As he enters a new phase in his rugby career at such a young age, Dew tends not to dwell too much on the injuries which curtailed his playing career early.
Instead he prefers to remember the good times and feels proud of the England youth caps which he won.
“Playing for England is something I will always be proud of,” Dew said.
“Some lads would do anything to have those experiences.
“I have got caps on the wall and nobody can take those away. I played representative rugby for England Under-16s, Under-18s and Under-19s.
“For the Under-16s it was mainly home nations stuff playing against Wales, Scotland and Ireland.
“In the Under-18s, I went to Italy with the squad for the European Championships.

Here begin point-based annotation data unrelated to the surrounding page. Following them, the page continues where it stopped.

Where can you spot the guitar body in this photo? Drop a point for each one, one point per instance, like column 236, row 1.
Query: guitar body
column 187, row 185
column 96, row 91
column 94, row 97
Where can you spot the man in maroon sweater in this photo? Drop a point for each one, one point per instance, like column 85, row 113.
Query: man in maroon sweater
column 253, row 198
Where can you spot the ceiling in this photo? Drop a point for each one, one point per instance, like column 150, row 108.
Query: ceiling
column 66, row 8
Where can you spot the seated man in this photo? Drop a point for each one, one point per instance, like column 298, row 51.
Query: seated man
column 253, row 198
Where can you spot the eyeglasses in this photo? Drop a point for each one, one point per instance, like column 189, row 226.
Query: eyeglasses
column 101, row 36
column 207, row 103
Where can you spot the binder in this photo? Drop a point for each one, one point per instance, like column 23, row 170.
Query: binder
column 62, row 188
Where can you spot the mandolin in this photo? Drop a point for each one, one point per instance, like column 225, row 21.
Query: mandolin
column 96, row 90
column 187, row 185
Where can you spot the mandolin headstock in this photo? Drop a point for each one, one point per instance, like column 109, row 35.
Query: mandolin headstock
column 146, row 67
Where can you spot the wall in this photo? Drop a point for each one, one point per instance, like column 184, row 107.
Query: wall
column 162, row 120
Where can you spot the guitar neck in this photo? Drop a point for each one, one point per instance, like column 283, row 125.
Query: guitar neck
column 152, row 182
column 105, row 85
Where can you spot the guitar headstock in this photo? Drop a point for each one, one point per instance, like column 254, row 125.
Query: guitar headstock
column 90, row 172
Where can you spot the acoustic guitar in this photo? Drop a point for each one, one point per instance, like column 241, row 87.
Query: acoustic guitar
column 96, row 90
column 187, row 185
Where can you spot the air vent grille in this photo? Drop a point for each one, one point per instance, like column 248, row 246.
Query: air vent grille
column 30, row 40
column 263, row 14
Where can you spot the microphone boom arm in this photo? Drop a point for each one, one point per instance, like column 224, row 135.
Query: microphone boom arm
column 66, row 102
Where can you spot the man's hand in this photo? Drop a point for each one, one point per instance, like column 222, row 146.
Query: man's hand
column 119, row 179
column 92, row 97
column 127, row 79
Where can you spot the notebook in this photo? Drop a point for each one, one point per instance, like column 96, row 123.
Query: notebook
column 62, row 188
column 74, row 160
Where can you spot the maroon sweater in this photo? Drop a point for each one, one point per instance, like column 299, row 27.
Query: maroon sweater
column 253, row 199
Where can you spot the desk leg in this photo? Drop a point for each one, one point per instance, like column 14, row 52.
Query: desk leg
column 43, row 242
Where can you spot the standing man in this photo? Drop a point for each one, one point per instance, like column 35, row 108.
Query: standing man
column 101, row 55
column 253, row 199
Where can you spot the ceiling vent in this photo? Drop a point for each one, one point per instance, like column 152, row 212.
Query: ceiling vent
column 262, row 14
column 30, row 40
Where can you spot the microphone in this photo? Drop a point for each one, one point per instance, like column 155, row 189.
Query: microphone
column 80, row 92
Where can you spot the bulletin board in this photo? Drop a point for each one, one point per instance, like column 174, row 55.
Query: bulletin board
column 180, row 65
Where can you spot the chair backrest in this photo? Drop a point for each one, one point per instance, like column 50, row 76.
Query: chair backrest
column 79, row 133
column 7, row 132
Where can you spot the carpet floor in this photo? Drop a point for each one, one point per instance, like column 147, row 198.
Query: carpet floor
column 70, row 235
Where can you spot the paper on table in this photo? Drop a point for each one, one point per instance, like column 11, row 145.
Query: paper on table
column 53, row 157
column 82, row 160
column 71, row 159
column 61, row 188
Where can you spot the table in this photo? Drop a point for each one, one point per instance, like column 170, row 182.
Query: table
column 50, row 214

“I played against Portugal, Italy and France in Treviso.
“The year after, I played in the Under-19s World Cup in Belfast, which is kind of funny because the year before it was held in Dubai and the year after I think it went to South Africa.
“But when I played, it was in Belfast!
“It was a great experience though. I played with and against players who have gone on to really big things.
“I played with Joe Simpson, Alex Goode, Nathan Catt.
“I played against people like Leigh Halfpenny and Sam Warburton – Sam was the captain of Wales in our age group.
“There were some players who have become big names and done well for themselves.
“Most of the lads I played with for England have gone on to play Premiership rugby.
“Unfortunately, that wasn’t me in the end.”
Dew never played a first-team game at Sale Sharks and he admits that, looking back, he was slightly overawed training with international class players on a daily basis.
He added: “I had a great time there to be fair but they had just won the Premiership season before I joined in 2007 and they had some seriously good players in their squad.
“I think they probably had something like 20-odd internationals.
“I was quite small and was certainly not big enough to play flanker at that level.
“I played many times for the second team and went on loan to Manchester and helped them win promotion.
“The current French national coach Philippe Saint-André was the head coach of Sale at the time alongside Kingsley Jones.
“They signed a lot of players and had a huge budget.
“A lot of the younger lads did not really get a chance.
“But it was a great experience looking back. There were people like Sébastien Chabal, the big French lock, and Jason Robinson.
“It was great to train with them but you felt under pressure in training to perform – these were world-class players and you didn’t want to mess up.”
After leaving Sale, Dew spurned the opportunity to go full-time with Manchester in the Championship in favour of studying for a degree at UCLan while playing part-time.